Evaluation of Abrasive Grain Distribution of the Grinding Belt Based on Modified Information Entropy

Abstract

Recent studies have shown that the cutting edge spacing and density of abrasive grains on the grinding tool surface affect the accuracy and tool life of grinding tools. However, studies on the effects of dispersion on the abrasive grain distribution have not yet been conducted. In this study, it was shown that the machining ability of a tool can be evaluated and tool life can be determined using an index of normalized information entropy for abrasive grain dispersion. However, it was difficult to continuously obtain transfer images with different loadings during the measurement of the abrasive grain distribution. Additionally, it has been revealed that in entropy evaluation, the evaluation values may remain the same even when the distribution state changes. Therefore, in this study, a device was developed to obtain a transferred image by continuously changing the loading conditions.

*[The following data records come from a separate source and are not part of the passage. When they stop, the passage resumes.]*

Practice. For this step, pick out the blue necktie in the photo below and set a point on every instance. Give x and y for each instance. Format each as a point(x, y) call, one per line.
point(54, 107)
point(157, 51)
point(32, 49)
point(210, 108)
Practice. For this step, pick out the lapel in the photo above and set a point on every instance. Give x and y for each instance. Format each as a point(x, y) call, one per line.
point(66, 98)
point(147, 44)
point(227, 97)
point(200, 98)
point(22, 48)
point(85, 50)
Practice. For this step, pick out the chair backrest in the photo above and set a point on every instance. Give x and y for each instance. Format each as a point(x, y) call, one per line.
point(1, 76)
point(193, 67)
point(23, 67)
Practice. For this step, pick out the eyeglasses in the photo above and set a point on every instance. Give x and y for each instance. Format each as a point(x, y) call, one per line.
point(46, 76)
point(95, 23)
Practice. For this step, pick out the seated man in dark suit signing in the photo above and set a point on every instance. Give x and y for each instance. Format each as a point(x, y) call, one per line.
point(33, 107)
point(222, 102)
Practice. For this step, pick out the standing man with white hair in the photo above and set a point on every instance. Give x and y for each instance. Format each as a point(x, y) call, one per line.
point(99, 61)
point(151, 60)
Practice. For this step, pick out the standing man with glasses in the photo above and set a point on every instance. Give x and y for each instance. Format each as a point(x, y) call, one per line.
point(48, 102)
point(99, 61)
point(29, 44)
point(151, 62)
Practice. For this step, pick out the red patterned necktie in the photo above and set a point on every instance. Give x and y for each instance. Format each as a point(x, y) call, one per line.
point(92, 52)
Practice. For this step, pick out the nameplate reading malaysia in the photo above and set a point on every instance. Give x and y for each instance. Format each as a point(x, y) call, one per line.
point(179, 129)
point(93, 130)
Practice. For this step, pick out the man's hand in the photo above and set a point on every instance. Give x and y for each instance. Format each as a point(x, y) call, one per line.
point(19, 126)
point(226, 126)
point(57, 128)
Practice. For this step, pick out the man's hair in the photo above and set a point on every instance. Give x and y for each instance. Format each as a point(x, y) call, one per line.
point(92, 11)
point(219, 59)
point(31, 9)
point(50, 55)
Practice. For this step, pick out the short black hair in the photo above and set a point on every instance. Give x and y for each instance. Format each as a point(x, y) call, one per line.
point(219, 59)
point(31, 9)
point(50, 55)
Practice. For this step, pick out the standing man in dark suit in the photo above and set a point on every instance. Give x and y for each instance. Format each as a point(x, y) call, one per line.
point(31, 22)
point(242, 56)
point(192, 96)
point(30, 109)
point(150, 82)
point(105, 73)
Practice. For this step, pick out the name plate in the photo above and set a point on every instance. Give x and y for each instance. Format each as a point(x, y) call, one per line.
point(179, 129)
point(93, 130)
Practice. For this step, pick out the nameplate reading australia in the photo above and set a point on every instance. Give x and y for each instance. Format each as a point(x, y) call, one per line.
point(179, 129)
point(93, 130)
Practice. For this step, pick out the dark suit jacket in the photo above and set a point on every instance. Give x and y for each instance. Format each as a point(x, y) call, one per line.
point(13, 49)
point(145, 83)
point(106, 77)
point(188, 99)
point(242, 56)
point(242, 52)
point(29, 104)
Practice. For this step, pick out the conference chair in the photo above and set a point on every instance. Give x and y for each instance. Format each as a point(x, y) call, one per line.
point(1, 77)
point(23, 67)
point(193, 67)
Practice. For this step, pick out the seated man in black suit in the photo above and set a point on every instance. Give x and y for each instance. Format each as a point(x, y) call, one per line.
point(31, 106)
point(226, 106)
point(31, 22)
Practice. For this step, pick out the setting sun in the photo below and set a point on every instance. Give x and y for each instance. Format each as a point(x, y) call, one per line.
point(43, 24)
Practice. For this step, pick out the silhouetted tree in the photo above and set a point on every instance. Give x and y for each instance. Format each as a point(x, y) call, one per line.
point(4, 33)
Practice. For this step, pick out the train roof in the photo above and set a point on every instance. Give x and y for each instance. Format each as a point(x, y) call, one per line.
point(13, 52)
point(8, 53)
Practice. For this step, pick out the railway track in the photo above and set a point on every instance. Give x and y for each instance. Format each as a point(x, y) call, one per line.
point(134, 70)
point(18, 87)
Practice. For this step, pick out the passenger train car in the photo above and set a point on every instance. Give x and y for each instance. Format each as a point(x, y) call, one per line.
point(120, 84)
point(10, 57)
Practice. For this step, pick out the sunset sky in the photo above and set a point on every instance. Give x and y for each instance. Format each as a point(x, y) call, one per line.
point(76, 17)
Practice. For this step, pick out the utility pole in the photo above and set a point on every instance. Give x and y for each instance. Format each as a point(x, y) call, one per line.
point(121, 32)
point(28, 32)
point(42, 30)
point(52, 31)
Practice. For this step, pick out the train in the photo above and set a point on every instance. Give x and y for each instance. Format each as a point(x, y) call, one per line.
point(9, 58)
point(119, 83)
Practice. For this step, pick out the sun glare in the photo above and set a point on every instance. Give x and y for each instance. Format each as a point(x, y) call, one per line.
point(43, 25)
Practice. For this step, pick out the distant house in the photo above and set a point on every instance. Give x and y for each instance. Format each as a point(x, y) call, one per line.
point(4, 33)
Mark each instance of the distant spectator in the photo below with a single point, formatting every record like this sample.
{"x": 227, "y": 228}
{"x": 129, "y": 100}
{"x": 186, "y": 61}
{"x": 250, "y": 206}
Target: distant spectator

We also examine the change in the number of divisions in the evaluation region to modify the entropy evaluation. To demonstrate the effectiveness of the proposed method, models with varying abrasive grain numbers and distributions were prepared, and the abrasive grain distributions were evaluated. After studying the entropy evaluation by simulation, an evaluation of a grinding belt in a processing experiment was conducted. It was demonstrated that evaluation using information entropy is possible in all cases by employing a method that decreases the number of divisions in the evaluation region.